QUESTION: Every winter for some reason our lawn actually appears to turn pink! On close examination, some of the grass blades are actually pink. What causes this? Is there anything we can do to prevent it?
ANSWER: Based on the symptoms you described, most likely your lawn is infected with the fungus disease commonly known as Corticum Red Thread. This fungus disease develops most rapidly during periods of high moisture and cool temperatures. The effects of this disease are noticeable during spring and fall, but especially during the winter months. Symptoms consist of watersoaked, darkened, irregular areas from two to 24 inches in diameter. These areas gradually become bleached or tan colored.

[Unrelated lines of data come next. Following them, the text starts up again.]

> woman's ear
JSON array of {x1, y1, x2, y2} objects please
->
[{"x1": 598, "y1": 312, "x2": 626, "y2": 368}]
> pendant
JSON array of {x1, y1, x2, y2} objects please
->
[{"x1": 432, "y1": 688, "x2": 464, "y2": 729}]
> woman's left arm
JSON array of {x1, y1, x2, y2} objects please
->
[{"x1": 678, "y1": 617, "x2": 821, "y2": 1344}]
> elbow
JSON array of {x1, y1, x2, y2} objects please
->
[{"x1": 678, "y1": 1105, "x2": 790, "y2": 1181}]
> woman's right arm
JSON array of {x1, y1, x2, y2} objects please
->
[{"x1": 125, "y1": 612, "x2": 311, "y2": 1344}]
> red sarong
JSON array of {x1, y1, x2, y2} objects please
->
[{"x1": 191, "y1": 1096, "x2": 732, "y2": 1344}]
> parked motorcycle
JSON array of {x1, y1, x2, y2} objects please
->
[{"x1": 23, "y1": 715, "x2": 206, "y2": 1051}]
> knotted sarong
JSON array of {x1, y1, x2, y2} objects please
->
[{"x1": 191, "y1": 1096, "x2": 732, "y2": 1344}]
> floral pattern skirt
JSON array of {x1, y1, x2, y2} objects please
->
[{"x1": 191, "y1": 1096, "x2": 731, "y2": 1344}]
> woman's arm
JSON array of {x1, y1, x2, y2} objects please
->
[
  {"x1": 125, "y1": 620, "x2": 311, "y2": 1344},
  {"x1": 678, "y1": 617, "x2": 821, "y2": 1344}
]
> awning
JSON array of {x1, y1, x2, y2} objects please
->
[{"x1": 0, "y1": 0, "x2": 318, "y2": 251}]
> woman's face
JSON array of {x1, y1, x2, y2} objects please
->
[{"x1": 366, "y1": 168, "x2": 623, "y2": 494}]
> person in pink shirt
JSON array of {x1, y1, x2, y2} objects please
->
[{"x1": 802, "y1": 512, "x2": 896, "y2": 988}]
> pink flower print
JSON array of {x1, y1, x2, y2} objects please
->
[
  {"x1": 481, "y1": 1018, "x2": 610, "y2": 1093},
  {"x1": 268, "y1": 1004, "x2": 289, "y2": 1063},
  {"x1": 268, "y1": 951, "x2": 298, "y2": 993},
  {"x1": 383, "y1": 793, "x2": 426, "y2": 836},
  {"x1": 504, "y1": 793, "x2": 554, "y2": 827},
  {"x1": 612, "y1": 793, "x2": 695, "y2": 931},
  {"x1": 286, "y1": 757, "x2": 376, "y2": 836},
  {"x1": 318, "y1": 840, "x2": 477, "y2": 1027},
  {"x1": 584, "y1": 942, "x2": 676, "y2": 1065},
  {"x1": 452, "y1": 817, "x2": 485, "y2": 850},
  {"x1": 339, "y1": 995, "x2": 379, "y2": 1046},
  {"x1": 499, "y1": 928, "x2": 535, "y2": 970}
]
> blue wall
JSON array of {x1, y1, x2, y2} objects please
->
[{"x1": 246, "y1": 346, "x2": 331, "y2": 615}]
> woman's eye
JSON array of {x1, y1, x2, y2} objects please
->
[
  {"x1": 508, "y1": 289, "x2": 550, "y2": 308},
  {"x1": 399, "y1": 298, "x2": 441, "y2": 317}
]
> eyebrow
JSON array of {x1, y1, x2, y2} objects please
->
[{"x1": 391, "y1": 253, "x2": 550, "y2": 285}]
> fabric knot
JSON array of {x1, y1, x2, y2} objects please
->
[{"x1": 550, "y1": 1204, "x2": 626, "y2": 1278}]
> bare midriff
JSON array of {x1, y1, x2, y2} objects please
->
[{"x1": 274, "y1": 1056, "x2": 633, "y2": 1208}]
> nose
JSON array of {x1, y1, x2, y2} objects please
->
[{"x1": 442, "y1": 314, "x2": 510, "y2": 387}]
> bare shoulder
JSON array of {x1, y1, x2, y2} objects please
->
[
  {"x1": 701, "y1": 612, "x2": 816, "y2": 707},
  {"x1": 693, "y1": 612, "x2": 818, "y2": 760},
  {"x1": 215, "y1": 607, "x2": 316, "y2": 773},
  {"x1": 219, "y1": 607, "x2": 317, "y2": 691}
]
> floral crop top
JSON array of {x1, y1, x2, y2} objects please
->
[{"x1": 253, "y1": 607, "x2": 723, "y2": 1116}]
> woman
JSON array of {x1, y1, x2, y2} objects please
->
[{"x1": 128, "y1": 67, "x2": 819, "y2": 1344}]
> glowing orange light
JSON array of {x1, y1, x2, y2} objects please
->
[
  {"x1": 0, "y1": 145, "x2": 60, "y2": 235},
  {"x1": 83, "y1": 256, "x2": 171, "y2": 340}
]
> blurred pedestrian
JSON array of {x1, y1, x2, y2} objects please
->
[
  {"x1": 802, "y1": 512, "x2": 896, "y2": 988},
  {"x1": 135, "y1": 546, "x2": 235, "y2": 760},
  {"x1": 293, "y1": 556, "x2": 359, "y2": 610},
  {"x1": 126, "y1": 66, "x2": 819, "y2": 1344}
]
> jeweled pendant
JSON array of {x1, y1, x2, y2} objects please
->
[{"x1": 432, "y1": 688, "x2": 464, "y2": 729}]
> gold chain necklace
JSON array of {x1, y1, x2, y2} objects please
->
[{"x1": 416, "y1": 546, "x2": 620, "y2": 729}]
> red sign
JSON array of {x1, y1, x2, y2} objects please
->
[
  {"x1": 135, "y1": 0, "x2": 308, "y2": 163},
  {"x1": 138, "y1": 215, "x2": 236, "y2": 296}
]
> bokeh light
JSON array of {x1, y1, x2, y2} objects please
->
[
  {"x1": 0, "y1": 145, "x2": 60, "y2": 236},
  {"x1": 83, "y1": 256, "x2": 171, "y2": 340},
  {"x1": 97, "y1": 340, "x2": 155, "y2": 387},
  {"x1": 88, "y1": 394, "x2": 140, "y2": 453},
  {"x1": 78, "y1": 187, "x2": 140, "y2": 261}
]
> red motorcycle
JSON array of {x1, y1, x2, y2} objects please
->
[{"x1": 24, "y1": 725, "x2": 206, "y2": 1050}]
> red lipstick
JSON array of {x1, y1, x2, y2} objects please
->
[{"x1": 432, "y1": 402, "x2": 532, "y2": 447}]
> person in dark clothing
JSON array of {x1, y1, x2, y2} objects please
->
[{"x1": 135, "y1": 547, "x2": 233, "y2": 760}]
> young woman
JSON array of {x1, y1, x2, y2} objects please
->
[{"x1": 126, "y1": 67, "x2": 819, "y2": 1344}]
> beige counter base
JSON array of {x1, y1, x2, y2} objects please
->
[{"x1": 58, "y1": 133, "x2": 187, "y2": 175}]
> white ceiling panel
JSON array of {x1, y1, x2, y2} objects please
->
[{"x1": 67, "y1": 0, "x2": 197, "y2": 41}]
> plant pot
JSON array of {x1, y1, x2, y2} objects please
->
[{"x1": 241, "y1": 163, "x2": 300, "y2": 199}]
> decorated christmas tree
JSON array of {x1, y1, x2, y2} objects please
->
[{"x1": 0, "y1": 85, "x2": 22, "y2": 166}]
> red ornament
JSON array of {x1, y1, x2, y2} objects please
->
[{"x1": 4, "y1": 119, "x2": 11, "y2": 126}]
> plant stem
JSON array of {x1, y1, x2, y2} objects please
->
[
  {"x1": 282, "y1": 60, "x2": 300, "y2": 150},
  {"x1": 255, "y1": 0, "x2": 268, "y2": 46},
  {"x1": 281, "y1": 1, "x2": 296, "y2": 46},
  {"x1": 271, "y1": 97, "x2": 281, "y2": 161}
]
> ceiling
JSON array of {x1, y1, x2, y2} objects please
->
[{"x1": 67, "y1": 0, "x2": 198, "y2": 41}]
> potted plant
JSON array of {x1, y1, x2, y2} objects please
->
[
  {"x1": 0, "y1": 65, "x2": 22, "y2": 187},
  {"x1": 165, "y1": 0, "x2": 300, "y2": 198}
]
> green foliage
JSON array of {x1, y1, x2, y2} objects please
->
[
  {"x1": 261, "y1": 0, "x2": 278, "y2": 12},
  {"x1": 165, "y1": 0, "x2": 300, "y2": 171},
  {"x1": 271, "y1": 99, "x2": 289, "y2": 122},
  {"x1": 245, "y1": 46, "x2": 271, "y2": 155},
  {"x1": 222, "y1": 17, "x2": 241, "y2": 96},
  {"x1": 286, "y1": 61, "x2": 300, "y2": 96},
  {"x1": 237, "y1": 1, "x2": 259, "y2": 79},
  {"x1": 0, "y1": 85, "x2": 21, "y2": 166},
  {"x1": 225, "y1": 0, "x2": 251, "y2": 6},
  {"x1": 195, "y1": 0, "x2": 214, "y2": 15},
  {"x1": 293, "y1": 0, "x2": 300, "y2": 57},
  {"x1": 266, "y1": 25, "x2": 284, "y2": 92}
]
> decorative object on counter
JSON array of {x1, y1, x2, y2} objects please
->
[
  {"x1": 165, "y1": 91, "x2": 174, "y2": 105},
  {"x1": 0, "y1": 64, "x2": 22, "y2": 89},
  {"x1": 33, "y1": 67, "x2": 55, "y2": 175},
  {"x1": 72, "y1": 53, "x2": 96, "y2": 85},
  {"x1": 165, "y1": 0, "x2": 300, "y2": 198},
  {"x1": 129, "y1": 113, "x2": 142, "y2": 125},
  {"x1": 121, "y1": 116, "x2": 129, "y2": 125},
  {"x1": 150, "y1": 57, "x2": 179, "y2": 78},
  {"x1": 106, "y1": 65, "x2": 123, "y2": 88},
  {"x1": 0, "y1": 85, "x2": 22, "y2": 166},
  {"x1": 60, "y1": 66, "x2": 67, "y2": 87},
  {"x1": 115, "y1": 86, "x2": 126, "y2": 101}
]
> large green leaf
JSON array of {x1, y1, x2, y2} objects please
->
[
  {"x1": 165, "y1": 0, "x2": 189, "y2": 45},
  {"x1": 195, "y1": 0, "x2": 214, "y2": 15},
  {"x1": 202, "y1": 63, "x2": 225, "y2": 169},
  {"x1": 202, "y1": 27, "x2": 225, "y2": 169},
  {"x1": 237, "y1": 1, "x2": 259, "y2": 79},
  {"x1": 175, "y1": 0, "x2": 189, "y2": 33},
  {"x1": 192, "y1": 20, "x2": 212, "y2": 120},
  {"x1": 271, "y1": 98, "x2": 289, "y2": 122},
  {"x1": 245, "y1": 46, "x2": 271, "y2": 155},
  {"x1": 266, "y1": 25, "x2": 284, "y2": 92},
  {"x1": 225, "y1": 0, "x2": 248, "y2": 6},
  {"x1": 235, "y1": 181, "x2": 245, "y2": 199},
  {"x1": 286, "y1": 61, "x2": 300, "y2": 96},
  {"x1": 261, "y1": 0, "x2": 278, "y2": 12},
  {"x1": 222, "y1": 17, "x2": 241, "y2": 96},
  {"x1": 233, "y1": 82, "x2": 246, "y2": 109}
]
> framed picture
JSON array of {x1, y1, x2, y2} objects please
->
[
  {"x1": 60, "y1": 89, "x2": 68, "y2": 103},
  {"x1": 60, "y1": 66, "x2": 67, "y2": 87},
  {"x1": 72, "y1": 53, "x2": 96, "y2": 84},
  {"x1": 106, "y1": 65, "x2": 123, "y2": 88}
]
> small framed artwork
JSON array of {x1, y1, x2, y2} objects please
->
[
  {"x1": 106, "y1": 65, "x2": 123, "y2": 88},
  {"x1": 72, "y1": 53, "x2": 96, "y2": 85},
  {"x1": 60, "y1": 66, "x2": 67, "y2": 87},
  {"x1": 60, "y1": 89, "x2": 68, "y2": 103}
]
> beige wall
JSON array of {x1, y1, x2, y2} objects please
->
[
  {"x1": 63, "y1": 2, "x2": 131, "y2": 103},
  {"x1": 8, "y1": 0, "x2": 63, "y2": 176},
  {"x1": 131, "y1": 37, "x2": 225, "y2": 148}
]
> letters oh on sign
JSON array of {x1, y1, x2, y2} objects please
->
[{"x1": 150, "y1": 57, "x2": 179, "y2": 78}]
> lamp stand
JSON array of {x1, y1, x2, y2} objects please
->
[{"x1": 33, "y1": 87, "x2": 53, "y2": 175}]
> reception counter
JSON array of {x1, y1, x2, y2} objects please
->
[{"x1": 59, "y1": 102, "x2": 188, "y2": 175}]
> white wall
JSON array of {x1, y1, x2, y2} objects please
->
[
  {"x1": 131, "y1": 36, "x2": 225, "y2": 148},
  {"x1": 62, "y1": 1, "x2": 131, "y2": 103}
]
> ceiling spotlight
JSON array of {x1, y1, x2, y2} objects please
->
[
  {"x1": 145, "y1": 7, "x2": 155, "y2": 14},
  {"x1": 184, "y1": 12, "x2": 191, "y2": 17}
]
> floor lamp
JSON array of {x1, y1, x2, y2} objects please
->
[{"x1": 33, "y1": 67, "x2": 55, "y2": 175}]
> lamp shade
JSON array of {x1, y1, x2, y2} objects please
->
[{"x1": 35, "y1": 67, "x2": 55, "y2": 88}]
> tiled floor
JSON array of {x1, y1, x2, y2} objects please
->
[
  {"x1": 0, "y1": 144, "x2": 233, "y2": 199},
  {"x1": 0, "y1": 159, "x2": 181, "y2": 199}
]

When the disease is well-developed, light pink to red fungus strands, 1/16 to 1/2 or more inches long, grow from the tips of the leaves and from the leaf sheaths.
The disease is primarily cosmetic; it rarely kills any grass and is more severe on lawns which lack vigor. Although there are turf fungicides registered for the control of this fungus, the disease can be effectively controlled simply by maintaining a balanced nutritional program. WSU turfgrass specialists recommend applying five pounds of Ammonium sulfate (21-0-0) per 100 square feet four times a year, with the final application due the last week of November. Proper fertilization not only helps reduce red thread, but also helps reduce Ophiobulus patch, rust and other leaf diseases and weeds.
QUESTION: Last year we received a beautiful Thanksgiving cactus in full bloom. We had hoped it would bloom again this year, but it doesn't appear to have a single flower bud. Why?
ANSWER: Thanksgiving cactus are hybrids of the old fashioned Christmas cactus. The majority of them bloom in November and on into December. Unfortunately, even when they get good care, they often fail to bloom. The difficulty can often be traced to one of two causes - either incorrect temperature or insufficient light. They will not flower if the temperature in your home is too high. They prefer cooler temperatures, preferably around 60 to 65 degrees F, although they will set floral buds at 70 degrees F if their daylight hours are not extended by electric lights. The ideal location for floral bud initiation would be a cool room with good, bright light during the day.
Thanksgiving cactus should not be treated exactly the same way as desert cactus. They need a fast draining potting medium that is re-watered each time the surface begins to dry out. One of the recommendations often found in older garden books discussing this plant is the practice of withholding water in the fall to encourage good bloom set. A number of researchers have found this practice actually decreases bloom numbers.
Roots of Thanksgiving cactus are best kept somewhat confined. Transplanting the plants to a larger pot about every other year using a well-drained potting media should be sufficient.